D7.2 Management Guide
Published Dec 2023, Sensitive
This Management Guide will lay down standard workflows and processes for the most common and recurring management activities on AIDAVA consortium level. In addition, it will give guidelines and recommendations with regard to communication within the project and dissemination of project results. The Guide will be made available to all project partners at the beginning of AIDAVA to foster active collaboration and a smooth implementation from the start.
D7.3 Risk Management & Mitigation Plan
Published Dec 2023, Sensitive
The AIDAVA project incorporates risk assessment primarily through its Work Package 7, focusing on scientific coordination, quality assurance, and risk management to ensure timely risk identification and effective decision-making. The Management Team, alongside the Steering Committee, conducts regular quality assessments and risk evaluations, facilitating immediate conflict resolution and adjustments to the work plan. Quarterly Steering Committee meetings are critical for maintaining strict risk management practices. The project's Management Team, including key project coordinators and the Project Management Office, is responsible for mitigation planning and suggesting project-level adjustments to address potential risks. This comprehensive approach ensures the project's adaptability through continuous risk monitoring, planned mitigation strategies, and necessary adjustments to the project's contracts and work plans.

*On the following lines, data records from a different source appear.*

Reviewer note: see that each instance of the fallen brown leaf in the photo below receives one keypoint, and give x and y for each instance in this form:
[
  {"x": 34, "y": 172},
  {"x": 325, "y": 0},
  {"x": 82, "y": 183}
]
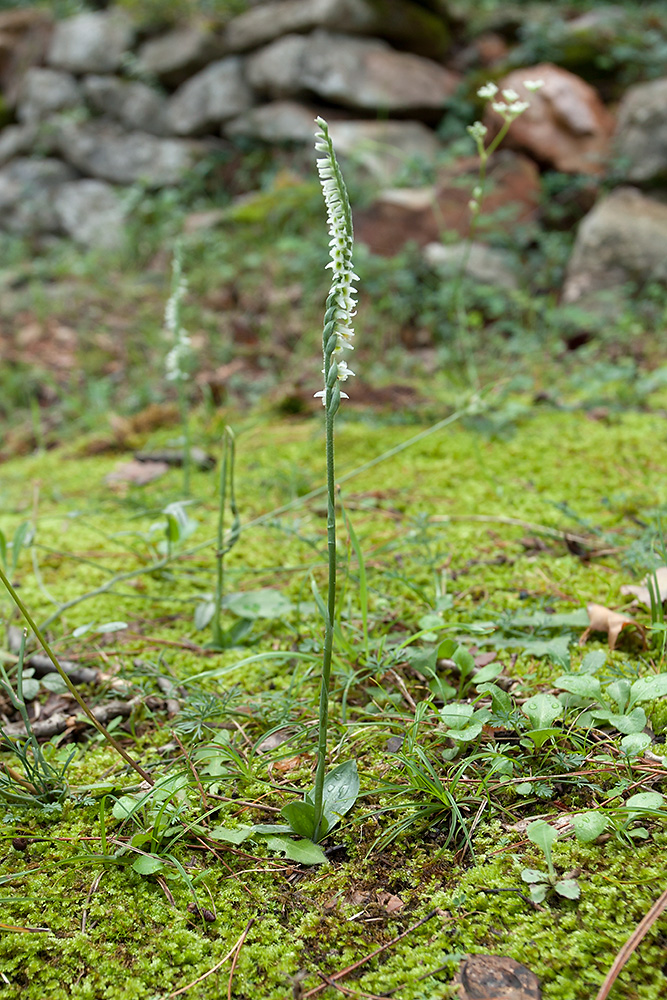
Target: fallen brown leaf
[
  {"x": 612, "y": 622},
  {"x": 495, "y": 977},
  {"x": 643, "y": 593}
]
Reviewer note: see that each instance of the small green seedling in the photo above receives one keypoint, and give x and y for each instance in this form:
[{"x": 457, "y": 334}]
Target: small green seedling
[{"x": 542, "y": 882}]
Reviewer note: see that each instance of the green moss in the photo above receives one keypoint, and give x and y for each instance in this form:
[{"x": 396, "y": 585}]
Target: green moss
[{"x": 134, "y": 943}]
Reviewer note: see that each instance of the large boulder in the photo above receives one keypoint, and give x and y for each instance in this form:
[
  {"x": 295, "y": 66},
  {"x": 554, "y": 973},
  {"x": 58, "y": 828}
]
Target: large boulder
[
  {"x": 483, "y": 264},
  {"x": 385, "y": 150},
  {"x": 25, "y": 36},
  {"x": 566, "y": 126},
  {"x": 622, "y": 240},
  {"x": 421, "y": 215},
  {"x": 641, "y": 136},
  {"x": 176, "y": 56},
  {"x": 16, "y": 140},
  {"x": 275, "y": 122},
  {"x": 352, "y": 72},
  {"x": 27, "y": 190},
  {"x": 104, "y": 150},
  {"x": 408, "y": 25},
  {"x": 213, "y": 96},
  {"x": 91, "y": 43},
  {"x": 91, "y": 213},
  {"x": 134, "y": 104},
  {"x": 44, "y": 91}
]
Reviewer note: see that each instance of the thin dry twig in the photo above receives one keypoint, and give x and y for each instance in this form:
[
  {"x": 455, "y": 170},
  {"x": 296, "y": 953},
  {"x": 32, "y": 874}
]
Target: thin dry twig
[
  {"x": 91, "y": 892},
  {"x": 215, "y": 968},
  {"x": 640, "y": 931},
  {"x": 362, "y": 961},
  {"x": 236, "y": 957}
]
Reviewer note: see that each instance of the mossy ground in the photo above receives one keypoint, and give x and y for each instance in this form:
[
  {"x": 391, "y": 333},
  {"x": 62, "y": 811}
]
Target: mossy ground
[{"x": 136, "y": 943}]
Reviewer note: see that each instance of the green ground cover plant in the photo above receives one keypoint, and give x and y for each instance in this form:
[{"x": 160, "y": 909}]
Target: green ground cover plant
[{"x": 480, "y": 781}]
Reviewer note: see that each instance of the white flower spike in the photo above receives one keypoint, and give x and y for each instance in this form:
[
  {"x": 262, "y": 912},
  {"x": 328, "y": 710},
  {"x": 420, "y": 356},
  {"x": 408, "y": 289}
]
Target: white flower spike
[{"x": 341, "y": 302}]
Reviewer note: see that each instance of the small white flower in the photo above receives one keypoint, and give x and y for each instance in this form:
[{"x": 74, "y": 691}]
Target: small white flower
[
  {"x": 339, "y": 218},
  {"x": 488, "y": 91},
  {"x": 477, "y": 131},
  {"x": 180, "y": 348}
]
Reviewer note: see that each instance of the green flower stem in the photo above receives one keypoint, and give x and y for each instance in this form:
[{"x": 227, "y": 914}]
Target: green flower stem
[
  {"x": 226, "y": 476},
  {"x": 72, "y": 689},
  {"x": 187, "y": 444},
  {"x": 331, "y": 611}
]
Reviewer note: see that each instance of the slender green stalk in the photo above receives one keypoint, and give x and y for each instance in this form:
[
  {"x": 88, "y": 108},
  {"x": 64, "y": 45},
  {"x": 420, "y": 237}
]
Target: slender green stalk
[
  {"x": 323, "y": 724},
  {"x": 70, "y": 686},
  {"x": 337, "y": 337},
  {"x": 177, "y": 357},
  {"x": 226, "y": 477}
]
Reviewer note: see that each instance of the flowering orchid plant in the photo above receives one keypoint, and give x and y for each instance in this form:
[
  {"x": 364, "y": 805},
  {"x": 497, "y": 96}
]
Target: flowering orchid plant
[
  {"x": 323, "y": 806},
  {"x": 175, "y": 362}
]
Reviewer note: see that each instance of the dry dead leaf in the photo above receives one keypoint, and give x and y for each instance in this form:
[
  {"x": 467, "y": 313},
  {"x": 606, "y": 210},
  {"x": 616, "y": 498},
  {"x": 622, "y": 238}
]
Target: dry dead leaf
[
  {"x": 391, "y": 903},
  {"x": 643, "y": 593},
  {"x": 495, "y": 977},
  {"x": 612, "y": 622},
  {"x": 137, "y": 473}
]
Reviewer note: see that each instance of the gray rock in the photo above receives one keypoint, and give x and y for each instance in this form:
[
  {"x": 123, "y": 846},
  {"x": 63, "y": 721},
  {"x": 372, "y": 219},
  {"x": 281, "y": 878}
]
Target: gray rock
[
  {"x": 385, "y": 149},
  {"x": 352, "y": 72},
  {"x": 277, "y": 121},
  {"x": 26, "y": 195},
  {"x": 134, "y": 104},
  {"x": 105, "y": 151},
  {"x": 176, "y": 56},
  {"x": 278, "y": 68},
  {"x": 623, "y": 239},
  {"x": 45, "y": 91},
  {"x": 405, "y": 23},
  {"x": 91, "y": 43},
  {"x": 90, "y": 213},
  {"x": 487, "y": 265},
  {"x": 641, "y": 132},
  {"x": 16, "y": 140},
  {"x": 213, "y": 96}
]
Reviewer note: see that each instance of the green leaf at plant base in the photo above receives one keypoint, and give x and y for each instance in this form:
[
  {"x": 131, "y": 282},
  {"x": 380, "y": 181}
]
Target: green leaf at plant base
[
  {"x": 538, "y": 892},
  {"x": 568, "y": 887},
  {"x": 633, "y": 722},
  {"x": 301, "y": 818},
  {"x": 540, "y": 736},
  {"x": 583, "y": 685},
  {"x": 542, "y": 835},
  {"x": 593, "y": 661},
  {"x": 634, "y": 744},
  {"x": 645, "y": 802},
  {"x": 589, "y": 825},
  {"x": 532, "y": 875},
  {"x": 542, "y": 710},
  {"x": 341, "y": 788},
  {"x": 125, "y": 806},
  {"x": 148, "y": 864},
  {"x": 264, "y": 603},
  {"x": 305, "y": 852}
]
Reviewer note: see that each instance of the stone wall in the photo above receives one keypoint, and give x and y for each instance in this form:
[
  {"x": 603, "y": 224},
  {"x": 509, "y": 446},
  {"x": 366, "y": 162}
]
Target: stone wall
[{"x": 94, "y": 104}]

D7.4 Internal progress report 1
Published Aug 2023, Sensitive
The AIDAVA deliverable, Internal Progress Report 1, covers the project's initial nine months (M1-M9), detailing the achievements and progress across various work packages and tasks. It evaluates the project's adherence to the planned timeline, identifies any challenges or delays encountered, and provides an overview of the solutions implemented to address these issues. The report also highlights key milestones achieved, summarizes the outcomes of collaboration efforts among project partners, and outlines the next steps for continued project advancement. Additionally, it includes an assessment of project risks, with a focus on mitigation strategies to ensure the project remains on track. This document serves as a comprehensive update on the AIDAVA project's development, offering insights into its management, scientific coordination, and overall progress.